Un sombre bonheur : retour sur l’affaire Battisti
Il y a des crimes qui n’en finissent pas d’être commis. Ils ont tué puis ont été discutés, défendus, voire absous, ils pourrissent les esprits et continuent de révolter, souvent dans l’indifférence générale. J’ai pensé longtemps qu’il en serait ainsi pour le dossier de Cesare Battisti. Que pouvait peser la vérité en face du matraquage audiovisuel dont ont bénéficié les seuls apologistes de cet individu, que pouvait peser l’indignation en face de Fred Vargas, de Bernard-Henry Levy et de tous ceux qui, par commodité ou snobisme, ont suivi les traces de ces illustres éclaireurs ? La formidable lucidité que donne, pour les imbéciles, le fait de n’avoir rien connu d’une affaire, de ne pas porter dans son être les stigmates laissés par le crime, comme une marque de fabrique !
Mais il ne faut jamais désespérer. Dans Le nouvel observateur de cette semaine, un article de Marcelle Padovani est consacré au livre d’Alberto Torregia, J’étais en guerre et je ne le savais pas. La journaliste nous décrit le drame de l’auteur, sa détresse aussi, puis sa volonté, sa révolte, son combat, enfin ses certitudes. C’est l’honneur de cet hebdomadaire que d’avoir le premier ouvert la porte à la restauration de la vérité, à la force de la contradiction.
Qui est Alberto Torregiani ? Le fils de Pierluigi Torregiani, bijoutier milanais assassiné par les Prolétaires armés pour le communisme (les PAC), pour le punir d’avoir résisté lors d’une précédente attaque à main armée. Alberto, lui, sera atteint d’une balle perdue à la colonne vertébrale. Il est resté paraplégique. Il lui aura fallu beaucoup de temps pour accepter de remettre sa mémoire, qui avait tout voulu effacer, au coeur de cette horrible tragédie. Il l’a fait en écrivant ce livre en 2004.
Guillaume Perrault, étayant sa démonstration sur les incontestables sources judiciaires italiennes, humiliées d’avoir été prises pour du vent, avait lumineusement démontré les charges pesant sur Battisti et sa participation notamment à cet assassinat.

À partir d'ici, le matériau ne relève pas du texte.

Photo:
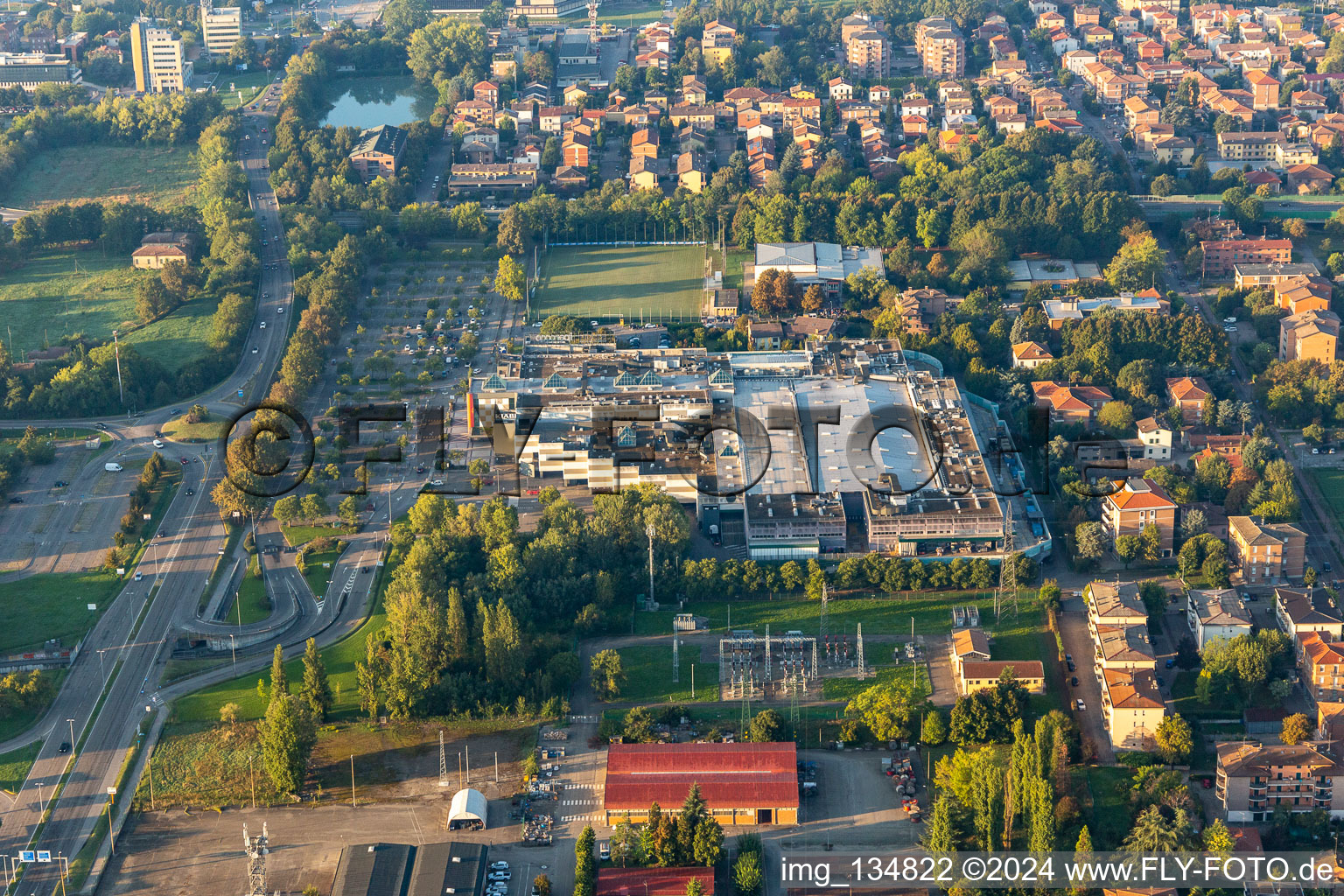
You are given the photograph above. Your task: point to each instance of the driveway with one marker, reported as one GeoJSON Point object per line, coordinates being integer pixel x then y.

Battisti a fui deux fois. Condamné par contumace à la prison à vie en Italie, il se réfugie en France en 1990. Le 10 février 2004, il est arrêté. Libéré sous la pression d’une classe intellectuelle qui se portait garante de cet honnête homme - pensez donc, un auteur ! -, il en profite pour disparaître au mois de mars 2004, contrairement aux engagements pris devant la juridiction qui lui avait accordé du crédit.
Qu’à cela ne tienne, tout s’explique. Sa double fuite est le signe éclatant de son innocence, et ceux qui l’accablent ou qui doutent seulement sont des malfaisants qui n’ont pas le sens de l’écoulement du temps ni celui de l’histoire. Le disparu publie même un livre célébré comme il se doit, et BHL se commet à lui rédiger une préface. Bref, Battisti gagne sur tous les tableaux.
Et Alberto Torregiani vient gâter ce magnifique tableau de l’innocent pourchassé, qui fait si chaud au coeur de ceux qui désespérément cherchent des causes à défendre plus que des vérités à dire. Il a tout lu, tout vu, tout repris à zéro. Il a le temps, il ne peut plus bouger. Il a étudié les 150 000 pages du dossier d’instruction et sa conclusion est claire, irréfutable : Battisti est coupable de l’assassinat de son père.
J’entends bien que, pour beaucoup de partisans de Battisti, les preuves sont secondaires. Elles sont même importunes, puisqu’une seconde, elles viennent altérer la pureté du combat politique ou, mieux encore, du soutien christique !
Mais tout de même ! Le moment venu, le livre traduit, les médias, qui ont "servi la soupe" à une vision unilatérale et confortable de l’affaire Battisti, vont-ils au moins convier Alberto Torregiani à compléter douloureusement la part occultée de la réalité, vont-ils accepter de mettre en scène la vérité plus que les célébrités ? Ce serait la moindre des élégances. A défaut, Guillaume Perrault et Marcelle Padovani constitueraient déjà d’heureux précurseurs.
Ce devrait être une démarche évidente, mais j’entends déjà des phrases : c’est trop tard, on ne peut pas faire ça, cela intéresse qui, l’intelligentsia va protester. Je crains ces atermoiements, ces abstentions que la mauvaise conscience se fabrique pour continuer à s’aimer contre vents, marées et émissions.
La lecture de cet article, dans le NO, m’a procuré un bonheur sombre. Durant quelques minutes, la justice a vaincu le crime et le mensonge.